In 2012, however, the team found a related mutation in a family whose baby had a similar combination of defects. This time the mutant gene was involved in the next step in the reaction that makes NAD. “That was our Eureka moment,” Dunwoodie says. She and her colleagues eventually found that two more families who had children with similar birth defects had mutations in the same two genes. They describe the mutations from the four families today in The New England Journal of Medicine.

To confirm the role of the mutations in organ and bone development, the researchers knocked out the two genes in mice to see whether similar birth defects appeared. At first all the pups were normal. But then the researchers realized that standard mouse chow is rich in niacin and that cells can use either niacin or nicotinamide—both known together as vitamin B3—to make NAD by an alternate pathway.
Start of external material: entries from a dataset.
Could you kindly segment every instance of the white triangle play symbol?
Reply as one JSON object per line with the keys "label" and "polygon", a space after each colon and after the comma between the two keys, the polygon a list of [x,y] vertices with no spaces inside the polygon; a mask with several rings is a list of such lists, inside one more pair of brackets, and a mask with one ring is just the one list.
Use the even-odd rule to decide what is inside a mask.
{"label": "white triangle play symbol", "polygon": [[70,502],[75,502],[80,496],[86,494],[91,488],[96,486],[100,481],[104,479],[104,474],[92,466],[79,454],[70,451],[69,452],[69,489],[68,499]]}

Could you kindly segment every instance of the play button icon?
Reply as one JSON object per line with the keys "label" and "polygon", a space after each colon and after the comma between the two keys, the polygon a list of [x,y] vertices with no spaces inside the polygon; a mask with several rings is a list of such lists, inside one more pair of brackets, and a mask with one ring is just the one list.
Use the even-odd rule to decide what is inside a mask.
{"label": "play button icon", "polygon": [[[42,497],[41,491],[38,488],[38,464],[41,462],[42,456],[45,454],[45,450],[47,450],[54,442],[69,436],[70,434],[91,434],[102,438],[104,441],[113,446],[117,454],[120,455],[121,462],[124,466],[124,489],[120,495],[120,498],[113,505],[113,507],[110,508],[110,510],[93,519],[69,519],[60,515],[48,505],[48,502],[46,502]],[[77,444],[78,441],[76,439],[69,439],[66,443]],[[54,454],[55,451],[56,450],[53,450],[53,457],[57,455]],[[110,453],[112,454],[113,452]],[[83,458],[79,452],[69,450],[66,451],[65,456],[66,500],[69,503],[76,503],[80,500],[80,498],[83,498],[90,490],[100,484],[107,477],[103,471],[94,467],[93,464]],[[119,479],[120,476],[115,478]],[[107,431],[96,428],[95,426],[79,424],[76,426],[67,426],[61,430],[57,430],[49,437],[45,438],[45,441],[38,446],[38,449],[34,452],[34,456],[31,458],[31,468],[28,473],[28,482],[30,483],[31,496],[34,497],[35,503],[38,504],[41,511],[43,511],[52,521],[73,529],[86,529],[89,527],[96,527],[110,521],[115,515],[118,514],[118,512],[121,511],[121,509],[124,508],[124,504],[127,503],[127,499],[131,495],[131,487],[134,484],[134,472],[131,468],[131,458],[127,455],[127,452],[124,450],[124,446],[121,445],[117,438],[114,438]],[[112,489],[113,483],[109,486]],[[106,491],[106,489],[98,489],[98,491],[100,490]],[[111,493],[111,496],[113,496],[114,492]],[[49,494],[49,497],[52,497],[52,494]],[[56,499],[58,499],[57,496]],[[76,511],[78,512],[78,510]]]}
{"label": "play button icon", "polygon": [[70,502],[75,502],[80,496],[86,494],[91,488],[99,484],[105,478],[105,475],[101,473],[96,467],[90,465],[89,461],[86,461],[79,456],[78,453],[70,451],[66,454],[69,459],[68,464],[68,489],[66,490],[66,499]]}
So the scientists fed pregnant mutant mice a diet without it. Many pups died in utero, and those that survived had defects that closely resembled those seen in the four families’ affected children. Giving the mutant pregnant mice low doses of niacin led to pups with less severe defects, and a niacin-rich diet allowed the mutant mice to give birth to healthy litters. The work suggests that B3 supplements might help families with mutations in NAD-related genes, by preventing birth defects or perhaps even by treating already affected children.

Of course, more human studies are needed before doctors could recommend B3 supplements for pregnant women, says Matthew Vander Heiden, who studies the role of NAD in cancer biology at the Massachusetts Institute of Technology in Cambridge. But the work opens a potentially exciting new area of research for developmental biologists: Trying to understand how cell metabolism affects development. Few people would have guessed that NAD deficiency causes birth defects, he says, “but it fits in with what we’ve been finding” about how NAD can influence cell growth.   

The researchers aren’t sure exactly how NAD levels affect development, because the molecule plays a key role in so many different cell functions. It might be that cells without enough NAD don’t have enough energy to keep up with the fast pace of cell growth and division that development requires. The molecule also helps cells respond to certain kinds of stress. But both Dunwoodie and Vander Heiden suspect the role NAD plays in DNA synthesis and repair might be especially important. They note that patients with Fanconi anemia, a disease in which DNA breaks easily, often have birth defects similar to those seen in the families in the study.

Dunwoodie says she has counted at least 95 genes that are involved in NAD levels in the body. It’s possible that mutations in any of those could leave a developing fetus vulnerable to birth defects, even if neither parent has any obvious symptoms. Extra vitamin B3 in a mother’s diet might help compensate for any of the faulty genes, she says.

Physicians already recommend that women consume specific amounts of folic acid, or vitamin B9, to prevent spinal cord defects, but the new work is not enough to offer a similar proposal for B3. Researchers need to learn more about how pregnancy influences NAD levels in general, and what a healthy level is, Vander Heiden says. It’s possible that the extra B3 in standard prenatal vitamins is already helpful. Too much niacin can cause dizziness, nausea, and diarrhea, but low doses don’t have any known side effects. “There’s little downside to adding a bit of niacin” to people’s diets, he says. If it could prevent even a few severe birth defects, “it’s a pretty exciting possibility.”